Hypothetical scheme showing how cobalamins may modulate the NOS/^•NO species, both indirectly and directly, with downstream effects, during the course of the immune response. Immune challenge upregulates—via the AP-1/Ras signalling pathway—the circulating Cbl carrier proteins, haptocorrins, /HC-TCI & III (which, when desialylated, are taken up by the hepatic Ashwell receptor, thus transporting more MeCbl to the liver for increased synthesis of acute phase proteins). At the same time, the Cbl tissue carrier proteins, the transcobalamins, /TCII are also upregulated, as a result of crosstalk between the transcription factors, NF-κB and Sp-1, the TCII promoter. The increased supply of intracellular Cbl is partly converted to the active cofactors, AdoCbl and MeCbl, in a high AdoCbl to low MeCbl ratio. When methionine synthase/MS, along with SAM synthesis, is initially decreased by LPS challenge in activated monocytes/macrophages, methylmalonyl CoA mutase/MU activity takes precedence [91], triggering increased expression of TCII cell receptors. Part of the consequent extra AdoCbl synthesised may then be directed towards NOS catalysis. A combined proportional increase in activity of MU and, later, MS ensures that all the necessary components for NOS synthesis/assembly, substrates and cofactors, are in plentiful supply. This prevents excess generation of ROS and RNIS during NOS catalysis.
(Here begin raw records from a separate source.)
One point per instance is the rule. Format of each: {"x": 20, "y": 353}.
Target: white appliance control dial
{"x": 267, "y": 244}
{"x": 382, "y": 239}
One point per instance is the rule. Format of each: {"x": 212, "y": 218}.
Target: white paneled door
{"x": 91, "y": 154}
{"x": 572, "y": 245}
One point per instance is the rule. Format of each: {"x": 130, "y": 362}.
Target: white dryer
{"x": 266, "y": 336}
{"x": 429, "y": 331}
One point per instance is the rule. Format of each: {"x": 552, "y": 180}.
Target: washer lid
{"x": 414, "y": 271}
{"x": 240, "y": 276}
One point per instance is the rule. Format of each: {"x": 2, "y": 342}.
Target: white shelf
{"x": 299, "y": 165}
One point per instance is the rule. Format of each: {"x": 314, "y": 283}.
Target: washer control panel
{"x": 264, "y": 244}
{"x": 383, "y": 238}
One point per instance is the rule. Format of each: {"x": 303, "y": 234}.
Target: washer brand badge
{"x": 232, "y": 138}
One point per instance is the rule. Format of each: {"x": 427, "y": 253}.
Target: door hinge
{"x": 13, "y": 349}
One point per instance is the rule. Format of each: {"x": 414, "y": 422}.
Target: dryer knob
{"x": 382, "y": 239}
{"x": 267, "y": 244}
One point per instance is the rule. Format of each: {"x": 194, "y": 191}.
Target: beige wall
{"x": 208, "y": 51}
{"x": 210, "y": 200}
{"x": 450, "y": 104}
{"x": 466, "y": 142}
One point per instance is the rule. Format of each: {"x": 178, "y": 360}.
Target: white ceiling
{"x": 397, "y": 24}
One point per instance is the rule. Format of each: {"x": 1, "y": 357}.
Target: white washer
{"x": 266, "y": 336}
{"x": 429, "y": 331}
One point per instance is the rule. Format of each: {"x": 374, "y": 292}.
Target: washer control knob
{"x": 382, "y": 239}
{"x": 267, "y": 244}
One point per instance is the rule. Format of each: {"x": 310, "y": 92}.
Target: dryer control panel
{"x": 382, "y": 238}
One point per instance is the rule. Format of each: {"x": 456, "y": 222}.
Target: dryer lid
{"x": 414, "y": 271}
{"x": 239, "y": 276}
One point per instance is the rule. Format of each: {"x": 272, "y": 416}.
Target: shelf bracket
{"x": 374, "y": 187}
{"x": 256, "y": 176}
These are further decreased because part of the ^•NO produced may combine with GSH, or other thiols, to form the more beneficial, antioxidant S-nitrosothiols/S-NOS. ^•NO is then released, as needed, in targeted amounts, by the action of GSH-dependent GSNO reductase and/or possibly by interaction with HOCbl, yielding GSCbl and ^•NO. Increasing levels of GSNO/^•NO rapidly downregulate IL-1β, COX-2, TNF-α, HMGB1 expression, and, at the conclusion of the second, anti-inflammatory phase of the immune response also inhibit iNOS, NF-κB, and down-regulate MU, MS, and CBS. The lower right part of the scheme shows a possible direct catalytic regulation of iNOS by AdoCbl's lower axial ligand base, the dimethylbenzimidazole (DMBI), and the adenosyl radical, generated after NOS enzyme-induced homolysis of the Co-C bond, which would reduce formation of RNIS/ROS, increase the ratio of ^•NO/GSNO to ONOO- and related species, and make NOS catalysis more productive, thereby lessening the duration of iNOS activity and ensuring the beneficial effects of ^•NO predominate (see [43]).